Dr Poulus currently supports and consults with various professional teams in Australia, including Team Bliss (Brisbane) and Dire Wolves (Sydney) who both play in the League of Legends competition. He has previously consulted with international teams.
Esports continue to grow at a rapid rate and whether you think it's an athletic pursuit or not, there is no doubt at this point that it is a legitimate competitive sport with massive sums of money on the line.
In recent years there has even been talk about getting esports to the Olympics. Just three weeks ago the IOC announced details about an Olympic Esports Series for 2023.
With nine games confirmed at this stage including massive brands Gran Turismo and Just Dance, there is no doubt this is the future of the Olympic movement and now Australia is looking to get in ahead of the trend.
Dr Poulus is collaborating on this project with fellow researcher Dr Kyle Bennett along with Federation University, UTAS and Guinevere Esports which is the biggest investor in esports in Australia.
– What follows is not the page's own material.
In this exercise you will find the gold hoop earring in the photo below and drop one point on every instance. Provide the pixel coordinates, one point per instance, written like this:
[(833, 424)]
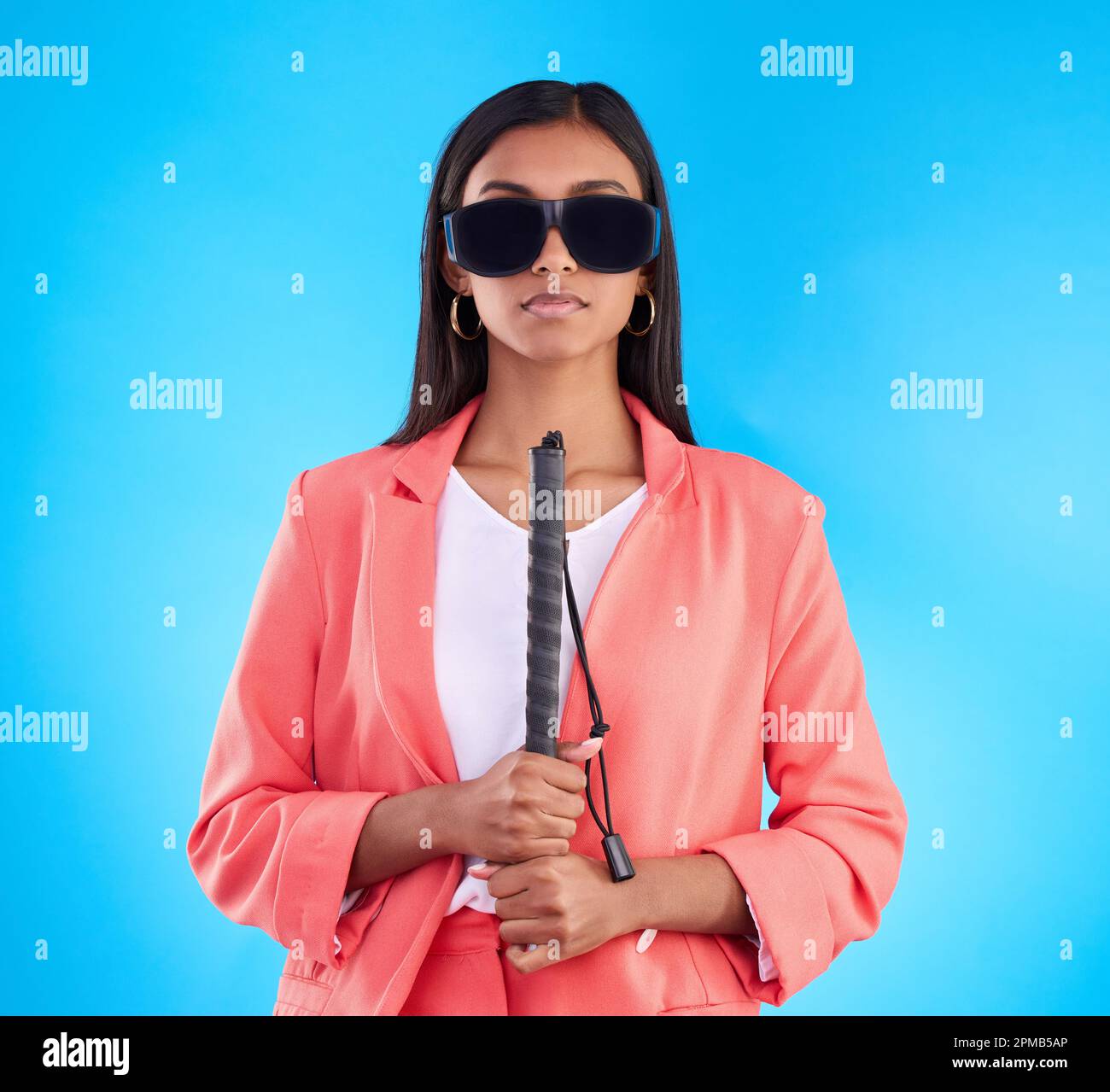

The project will essentially focus on interviewing successful esports athletes, coaches and teams to understand what makes the best esports athlete.
“The project aims to develop a model of esports performance that will inform how the Australian Institute of Sport develops future elite sport players. This is the first time the AIS has funded esports-related research and could reflect the rapid growth of esports competitions and research on an international stage,” said Dr Poulus.
“I have been involved with esports for the past five years and this grant reflects contemporary thinking around the nature and perception of the sport.
“Esports continues to grow exponentially, with competition leagues for multiplayer games such as League of Legends, DOTA 2 and Counter-Strike attracting huge prizemoney and global audiences and fan groups in the millions.
“Luck is not a major element in these games. Like any sport, performance and outcomes are determined by your ability to make complex decisions and perform under extreme pressure.
"We don't yet know what makes the best gamers in the world, so we will talk to the best coaches, players and industry experts to build a model of performance which might then be applied towards Australia's competitive future in esports – perhaps even inclusion in the Brisbane Olympic Games in 2032."
This project is set to take place over the next 12 months with the hope being that the findings can help Australia become one of the best esports countries in the world.
AIS Executive General Manager Matti Clements said, “This work aligns with a key priority outlined in Australia’s High Performance 2032+ Sport Strategy to deliver world-leading knowledge, innovation and practice to ensure our athletes, coaches and performance support can work as high-functioning performance teams”.
While it might be difficult for the more traditional fans to understand how esports can be considered sport at all, there is no denying the money aspect which is predicted to hit USD$1.86 billion by 2025.
At the end of the day, there is nothing Aussies like more than winning gold medals and going forward esports is just another way we can do that at the Olympics.